We proposed a method which drastically reduces the time needed to solve this problem [IT’01]. The main idea of our approach is to embed the Earth Mover Distance into the Euclidean space and use very efficient nearest neighbor data structure for the latter (well-studied) space. In other words, we show that one can represent each pixel set by a feature vector, in such a way that the EMD between two pixel sets is approximately proportional to the Euclidean distance between the feature vectors. The distortion induced by the embedding algorithm is provably small.

Since very fast nearest neighbor algorithms for the Euclidean space are known (e.g., see [IM’98, GIM’98]), our embedding method yields dramatic improvement in the running of nearest neighbor algorithms for EMD. However, as we mentioned above, the embedding is not exact — it introduces a small error which could in principle affect the quality of the retrieved images. In the next section we describe our plans to evaluate our method in the context of image retrieval in large image databases.

 

Research Plan for the Next Six Months

 

Our main goal for the next six months is to investigate our algorithm for embedding EMD into Euclidean space. In the first stage, we are planning to build a software system, which given a large collection of images, extracts color features of the images and embeds them into the Euclidean space. When such system is ready, we will perform extensive experiments comparing similarities of images under the embedded EMD with other metrics, including original EMD as well as Euclidean distance between the color histograms. The experiments are going to be performed for several large image collections, including the CorelDraw image database.
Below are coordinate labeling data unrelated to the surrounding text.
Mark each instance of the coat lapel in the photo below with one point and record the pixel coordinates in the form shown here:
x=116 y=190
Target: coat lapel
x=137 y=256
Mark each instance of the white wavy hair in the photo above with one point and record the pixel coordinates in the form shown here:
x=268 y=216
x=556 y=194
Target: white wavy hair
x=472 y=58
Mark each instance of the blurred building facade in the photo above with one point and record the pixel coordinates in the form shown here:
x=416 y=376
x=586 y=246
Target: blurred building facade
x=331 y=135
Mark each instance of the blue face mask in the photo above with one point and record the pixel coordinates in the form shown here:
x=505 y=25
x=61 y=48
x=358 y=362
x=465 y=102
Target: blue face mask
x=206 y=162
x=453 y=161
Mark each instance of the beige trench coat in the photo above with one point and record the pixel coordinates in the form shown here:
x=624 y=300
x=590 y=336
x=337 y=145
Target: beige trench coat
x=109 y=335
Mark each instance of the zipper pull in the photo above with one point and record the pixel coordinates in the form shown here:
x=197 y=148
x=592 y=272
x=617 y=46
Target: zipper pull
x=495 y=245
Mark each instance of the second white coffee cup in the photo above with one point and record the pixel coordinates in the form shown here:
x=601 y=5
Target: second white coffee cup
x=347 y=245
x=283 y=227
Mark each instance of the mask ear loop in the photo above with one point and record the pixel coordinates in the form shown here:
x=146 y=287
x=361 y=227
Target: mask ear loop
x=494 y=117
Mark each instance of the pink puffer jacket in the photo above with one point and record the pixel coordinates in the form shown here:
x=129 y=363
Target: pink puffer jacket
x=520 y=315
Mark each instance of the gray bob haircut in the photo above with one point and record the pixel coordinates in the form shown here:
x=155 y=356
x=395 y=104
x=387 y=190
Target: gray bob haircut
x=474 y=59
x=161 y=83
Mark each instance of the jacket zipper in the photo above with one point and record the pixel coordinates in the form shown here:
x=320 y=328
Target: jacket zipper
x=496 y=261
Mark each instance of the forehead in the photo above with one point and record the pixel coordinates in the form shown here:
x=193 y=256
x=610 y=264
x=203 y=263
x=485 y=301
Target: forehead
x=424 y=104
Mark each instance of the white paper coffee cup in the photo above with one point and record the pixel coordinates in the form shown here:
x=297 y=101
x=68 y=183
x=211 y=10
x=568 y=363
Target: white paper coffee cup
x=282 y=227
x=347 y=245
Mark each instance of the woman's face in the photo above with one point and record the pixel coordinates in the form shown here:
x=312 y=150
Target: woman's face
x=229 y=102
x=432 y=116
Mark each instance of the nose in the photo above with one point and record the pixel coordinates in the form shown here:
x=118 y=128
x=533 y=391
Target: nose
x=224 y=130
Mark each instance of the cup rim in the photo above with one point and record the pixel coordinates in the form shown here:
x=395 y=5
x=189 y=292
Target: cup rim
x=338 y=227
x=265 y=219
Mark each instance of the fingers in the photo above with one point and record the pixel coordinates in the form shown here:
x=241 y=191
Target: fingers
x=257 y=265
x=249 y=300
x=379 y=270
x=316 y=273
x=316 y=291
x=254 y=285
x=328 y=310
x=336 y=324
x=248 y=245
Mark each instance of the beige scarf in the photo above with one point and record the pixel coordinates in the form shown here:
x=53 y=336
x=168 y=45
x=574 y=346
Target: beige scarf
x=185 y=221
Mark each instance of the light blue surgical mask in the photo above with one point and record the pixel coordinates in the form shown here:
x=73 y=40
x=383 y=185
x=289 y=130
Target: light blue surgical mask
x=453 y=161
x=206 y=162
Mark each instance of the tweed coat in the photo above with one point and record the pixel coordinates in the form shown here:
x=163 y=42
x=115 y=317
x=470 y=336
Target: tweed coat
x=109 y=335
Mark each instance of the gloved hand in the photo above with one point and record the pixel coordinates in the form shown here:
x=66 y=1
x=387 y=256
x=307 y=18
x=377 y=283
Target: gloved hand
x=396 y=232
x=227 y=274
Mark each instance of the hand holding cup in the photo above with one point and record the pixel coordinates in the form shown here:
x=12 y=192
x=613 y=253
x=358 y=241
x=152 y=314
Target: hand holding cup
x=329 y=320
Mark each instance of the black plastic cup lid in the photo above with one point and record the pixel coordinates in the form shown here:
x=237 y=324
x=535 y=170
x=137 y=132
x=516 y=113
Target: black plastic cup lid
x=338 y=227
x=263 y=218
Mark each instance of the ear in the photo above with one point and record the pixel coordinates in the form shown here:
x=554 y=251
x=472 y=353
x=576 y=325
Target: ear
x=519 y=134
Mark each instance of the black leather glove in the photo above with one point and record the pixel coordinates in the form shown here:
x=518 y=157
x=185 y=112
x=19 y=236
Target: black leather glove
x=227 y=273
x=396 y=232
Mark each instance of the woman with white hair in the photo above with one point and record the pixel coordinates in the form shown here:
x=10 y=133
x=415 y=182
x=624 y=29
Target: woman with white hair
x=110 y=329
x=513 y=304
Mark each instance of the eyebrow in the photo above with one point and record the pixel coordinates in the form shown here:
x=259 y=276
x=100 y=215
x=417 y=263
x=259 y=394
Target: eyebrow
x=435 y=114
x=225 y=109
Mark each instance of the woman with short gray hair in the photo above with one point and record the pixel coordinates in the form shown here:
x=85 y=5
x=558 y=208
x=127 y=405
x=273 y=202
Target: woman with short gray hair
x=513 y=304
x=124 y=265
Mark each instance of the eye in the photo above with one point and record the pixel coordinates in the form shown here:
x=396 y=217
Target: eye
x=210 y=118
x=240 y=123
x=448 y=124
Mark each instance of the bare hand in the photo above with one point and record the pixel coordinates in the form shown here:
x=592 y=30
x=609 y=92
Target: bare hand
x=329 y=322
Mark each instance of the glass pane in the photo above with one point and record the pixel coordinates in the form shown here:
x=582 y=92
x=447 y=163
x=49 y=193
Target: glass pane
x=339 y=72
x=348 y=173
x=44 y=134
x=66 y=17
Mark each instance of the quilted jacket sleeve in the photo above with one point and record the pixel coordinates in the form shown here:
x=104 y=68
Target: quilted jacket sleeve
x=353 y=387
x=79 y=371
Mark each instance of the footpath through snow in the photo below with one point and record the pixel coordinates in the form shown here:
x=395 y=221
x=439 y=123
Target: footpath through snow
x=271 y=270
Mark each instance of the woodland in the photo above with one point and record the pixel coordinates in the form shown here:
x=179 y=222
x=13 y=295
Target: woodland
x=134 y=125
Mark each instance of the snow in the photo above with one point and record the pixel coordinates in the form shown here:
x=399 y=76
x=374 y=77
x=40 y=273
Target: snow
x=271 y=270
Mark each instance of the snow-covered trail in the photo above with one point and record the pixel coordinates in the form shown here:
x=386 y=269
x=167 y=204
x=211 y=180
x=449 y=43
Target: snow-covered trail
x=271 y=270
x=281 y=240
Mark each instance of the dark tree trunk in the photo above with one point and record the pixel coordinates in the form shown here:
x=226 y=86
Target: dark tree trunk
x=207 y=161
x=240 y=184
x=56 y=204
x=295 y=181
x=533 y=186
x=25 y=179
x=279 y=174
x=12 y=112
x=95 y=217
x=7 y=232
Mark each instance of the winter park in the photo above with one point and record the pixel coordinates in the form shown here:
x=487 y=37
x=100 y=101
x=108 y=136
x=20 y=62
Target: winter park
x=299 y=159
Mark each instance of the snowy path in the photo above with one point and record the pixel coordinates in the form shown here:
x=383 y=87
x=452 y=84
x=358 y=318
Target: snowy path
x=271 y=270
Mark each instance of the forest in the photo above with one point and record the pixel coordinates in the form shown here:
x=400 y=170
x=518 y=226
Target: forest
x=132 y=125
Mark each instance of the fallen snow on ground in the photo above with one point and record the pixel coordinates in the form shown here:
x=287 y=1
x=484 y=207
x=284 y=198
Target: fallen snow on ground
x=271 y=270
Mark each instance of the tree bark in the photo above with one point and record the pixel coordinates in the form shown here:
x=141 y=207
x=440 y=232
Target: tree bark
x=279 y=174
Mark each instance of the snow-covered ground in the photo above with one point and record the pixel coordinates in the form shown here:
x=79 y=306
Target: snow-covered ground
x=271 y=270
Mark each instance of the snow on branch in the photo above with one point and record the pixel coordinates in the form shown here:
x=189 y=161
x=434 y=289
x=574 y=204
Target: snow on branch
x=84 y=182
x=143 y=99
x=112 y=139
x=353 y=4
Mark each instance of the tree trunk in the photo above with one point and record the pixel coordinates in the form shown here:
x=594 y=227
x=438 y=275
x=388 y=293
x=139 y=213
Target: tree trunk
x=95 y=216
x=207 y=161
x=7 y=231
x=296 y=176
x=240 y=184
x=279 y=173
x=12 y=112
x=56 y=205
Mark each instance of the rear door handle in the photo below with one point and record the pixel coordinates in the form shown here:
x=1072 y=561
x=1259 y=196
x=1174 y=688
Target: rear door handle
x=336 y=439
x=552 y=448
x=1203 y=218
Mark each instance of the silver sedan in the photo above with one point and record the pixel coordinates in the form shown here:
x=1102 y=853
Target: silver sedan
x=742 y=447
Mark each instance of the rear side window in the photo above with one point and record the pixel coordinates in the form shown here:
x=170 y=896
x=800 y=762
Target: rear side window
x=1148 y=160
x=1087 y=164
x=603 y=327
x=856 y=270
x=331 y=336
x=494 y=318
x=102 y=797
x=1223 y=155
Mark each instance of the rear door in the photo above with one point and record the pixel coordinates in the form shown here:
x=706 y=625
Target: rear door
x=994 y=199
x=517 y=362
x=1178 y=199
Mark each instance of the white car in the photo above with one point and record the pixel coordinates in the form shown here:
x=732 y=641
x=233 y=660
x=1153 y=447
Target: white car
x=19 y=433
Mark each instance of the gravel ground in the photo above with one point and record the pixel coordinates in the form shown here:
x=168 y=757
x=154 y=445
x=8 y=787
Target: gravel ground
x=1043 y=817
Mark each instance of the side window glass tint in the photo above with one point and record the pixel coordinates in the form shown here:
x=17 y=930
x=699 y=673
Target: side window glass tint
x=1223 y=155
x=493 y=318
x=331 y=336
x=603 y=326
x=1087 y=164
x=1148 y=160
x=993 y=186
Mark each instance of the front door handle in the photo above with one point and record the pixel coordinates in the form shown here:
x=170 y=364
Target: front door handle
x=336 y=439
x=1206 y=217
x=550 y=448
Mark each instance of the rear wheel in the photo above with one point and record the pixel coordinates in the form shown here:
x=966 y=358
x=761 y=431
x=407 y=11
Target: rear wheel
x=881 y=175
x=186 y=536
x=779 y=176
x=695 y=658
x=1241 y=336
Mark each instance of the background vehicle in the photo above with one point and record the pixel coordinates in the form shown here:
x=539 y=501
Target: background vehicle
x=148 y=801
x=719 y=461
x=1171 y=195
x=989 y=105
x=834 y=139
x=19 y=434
After experimental verification of the embedding method, we are planning to augment the system with efficient implementation of a nearest neighbor search algorithm. Most likely this will involve re-implementation of the algorithm of [IM’98, GIM’99] for this particular application. We expect that the resulting system will be able to perform similarity queries in large image databases, orders of magnitude faster than the current methods.

 

In addition to the above plans, we intend to continue basic research on geometric pattern matching algorithms. We believe that designing efficient algorithms is the best way to obtain dramatic improvements in performance, and that geometric pattern matching is an ideal area for this approach to succeed.

 

References

[EMD] Scott Cohen, "Computing Earth-Mover distance under transformations", http://robotics.stanford.edu/~scohen/research/emdg/emdg.html

[GIM’99] Aris Gionis, Piotr Indyk and Rajeev Motwani, "Similarity Search in High Dimensions via Hashing", IEEE Symposium on Very Large Databases, 1999.

[IM’98] Piotr Indyk and Rajeev Motwani, "Approximate Nearest Neighbor — Towards Removing the Curse of Dimensionality", ACM Symposium on Theory of Computing, 1998.

[IT’01] Piotr Indyk and Nitin Thaper, "Embedding Earth-Mover Distance into the Euclidean space", manuscript, 2001.

[I’02] Piotr Indyk, "Approximate Nearest Neighbor under Frechet Distance via Product Metrics", ACM Symposium on Computational Geometry, 2002, to appear.